Immunogenicity has been largely disregarded despite its huge impact on the performance of biological drugs. What is it and how can we fight it?
Immunogenicity can be a huge problem. Affecting especially protein-based drugs, this process consists in the development of anti-drug antibodies (ADAs) against a molecule that, in most cases, is saving the life of the patient. After a few infusions, the drug’s efficacy decreases, pharmacokinetics change, and the patient, already in a weakened state, might have to face the side effects of a strong immune response.
The occurrence of ADAs is well-established in fields like rheumatology and hematology; around 15% of patients receiving TNF blockers for rheumatoid arthritis develop ADAs, and the number rises to 30% for patients with severe hemophilia A treated with recombinant factor VIII. However, this problem also affects many other fields, where the lack of well-established protocols to monitor immunogenicity has led to several failures.
The most recent case comes from Pfizer, which had to discontinue the development of bococizumab, a drug to reduce cholesterol-related cardiovascular risks. It wasn’t until after successfully completing four out of six planned Phase III trials that the company noticed that, over time, its effects were reduced while side effects increased.
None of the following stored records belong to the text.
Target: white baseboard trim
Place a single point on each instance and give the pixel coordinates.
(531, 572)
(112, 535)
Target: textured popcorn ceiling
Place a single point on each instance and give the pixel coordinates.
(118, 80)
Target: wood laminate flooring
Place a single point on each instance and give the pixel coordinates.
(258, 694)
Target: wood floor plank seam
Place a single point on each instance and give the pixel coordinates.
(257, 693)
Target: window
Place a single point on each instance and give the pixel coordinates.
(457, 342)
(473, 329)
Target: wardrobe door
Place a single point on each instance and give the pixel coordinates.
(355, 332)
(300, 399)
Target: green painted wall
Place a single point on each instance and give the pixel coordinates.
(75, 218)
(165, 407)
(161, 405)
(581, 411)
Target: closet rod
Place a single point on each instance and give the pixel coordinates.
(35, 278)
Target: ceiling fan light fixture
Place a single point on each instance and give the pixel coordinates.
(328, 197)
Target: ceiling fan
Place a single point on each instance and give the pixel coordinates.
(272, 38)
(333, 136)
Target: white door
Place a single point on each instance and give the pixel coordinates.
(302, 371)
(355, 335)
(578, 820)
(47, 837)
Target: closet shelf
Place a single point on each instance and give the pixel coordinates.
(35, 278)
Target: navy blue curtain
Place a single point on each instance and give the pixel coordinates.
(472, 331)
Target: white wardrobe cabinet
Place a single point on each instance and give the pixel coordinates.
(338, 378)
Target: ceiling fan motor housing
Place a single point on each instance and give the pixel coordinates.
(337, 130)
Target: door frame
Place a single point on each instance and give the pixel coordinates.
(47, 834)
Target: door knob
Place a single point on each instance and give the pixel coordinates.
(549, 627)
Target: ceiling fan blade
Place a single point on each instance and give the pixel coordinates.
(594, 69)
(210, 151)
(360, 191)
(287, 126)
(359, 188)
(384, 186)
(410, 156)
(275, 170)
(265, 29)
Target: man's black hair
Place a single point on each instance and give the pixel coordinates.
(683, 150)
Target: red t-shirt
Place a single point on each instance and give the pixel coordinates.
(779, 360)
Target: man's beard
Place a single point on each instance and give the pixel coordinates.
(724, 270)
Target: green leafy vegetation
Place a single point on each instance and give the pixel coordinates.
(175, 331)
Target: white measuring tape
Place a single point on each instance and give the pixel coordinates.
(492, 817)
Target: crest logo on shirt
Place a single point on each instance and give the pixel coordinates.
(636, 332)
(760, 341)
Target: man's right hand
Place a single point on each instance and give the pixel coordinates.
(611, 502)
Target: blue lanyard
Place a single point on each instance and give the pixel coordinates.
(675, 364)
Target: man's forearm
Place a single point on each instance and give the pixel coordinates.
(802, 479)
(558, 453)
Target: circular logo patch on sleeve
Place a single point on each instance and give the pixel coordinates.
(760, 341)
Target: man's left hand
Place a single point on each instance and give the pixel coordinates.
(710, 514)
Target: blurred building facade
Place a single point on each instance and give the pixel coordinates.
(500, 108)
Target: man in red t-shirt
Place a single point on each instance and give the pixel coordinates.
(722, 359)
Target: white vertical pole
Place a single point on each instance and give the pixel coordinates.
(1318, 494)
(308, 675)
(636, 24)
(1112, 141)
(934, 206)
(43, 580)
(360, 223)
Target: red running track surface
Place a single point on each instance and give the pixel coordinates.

“Immunogenicity of biopharmaceutical drugs is a long-known but under-addressed problem in modern medicine,” Anna Fogdell-Hahn, Professor at Karolinska Institutet, writes in the Scandinavian Journal of Immunology.
Indeed, a recent study focusing on oncology revealed that 63% of biological cancer drugs from an 81-clinical trial sample induced ADAs. Meanwhile, the assessment of the specific effects of ADAs on the pharmacokinetics, efficacy, and safety of the drug was performed in less than 50% of the trials.
“No consensus has been established so far on if and how to integrate ADA analyses or monitoring of drug level in clinical routine,” explains Fogdell-Hahn. “Drug regulatory agencies demand that the biopharmaceutical industry provides data on the immunogenicity of all new drugs prior to release, but clinical practice is so far determined only by the treating physician.”
Establishing clearer guidelines to monitor immunogenicity might therefore be the first step towards a better understanding of the process itself. So far, it’s not even clear why only certain drugs induce strong immunogenicity responses. Sanofi and Regeneron have shown that their drug alirocumab, which had the same molecular target as Pfizer’s failed bococizumab, only elicited ADAs in 5% of patients. And in those patients that did develop ADAs, the drug did not show reduced efficacy or increased adverse effects.
For patients in the Pfizer trial, there’s luckily the Sanofi-Regeneron alternative. However, many others, especially those suffering from rare diseases, don’t have such an alternative. For patients with hemophilia A, where the phenomenon is well-known, there is some not-so-distant hope in the development of Roche’s emicizumab, which just passed Phase III and has proved effective in patients with resistance to recombinant factor VIII. Gene therapy could also be a viable alternative, but it’s still at quite an early stage.
For patients with Pompe disease, though, no alternative is on the horizon. The New York Times recently reported the case of a child suffering from this deadly genetic disorder, who almost died due to an immunogenic response to the enzyme replacement therapy that was saving his life. The last resort to treat him, and many other patients with other diseases experiencing immunogenicity, is methotrexate, an immunosuppressive drug that leaves the body vulnerable to infections.
To circumvent the problem, as reported in the New York Times, the director of the failed Pfizer study wants to run a large genetic study to predict in which patients the drug will induce immunogenicity. However, the problem is likely more complex than that. In patients with multiple sclerosis, three different studies failed to confirm common alleles linked to immunogenicity against IFN-β, while revealing that environmental factors such as smoking can strongly influence the risk of developing ADAs.
Others are directly going after treatments against ADAs themselves. In the US, Selecta Biosciences is developing antigen-specific immune modulators to mitigate ADA production on five indications. In the UK and Belgium, Apitope is developing a treatment that can inhibit the formation of ADAs against factor VIII in hemophilia A patients by as much as 96%.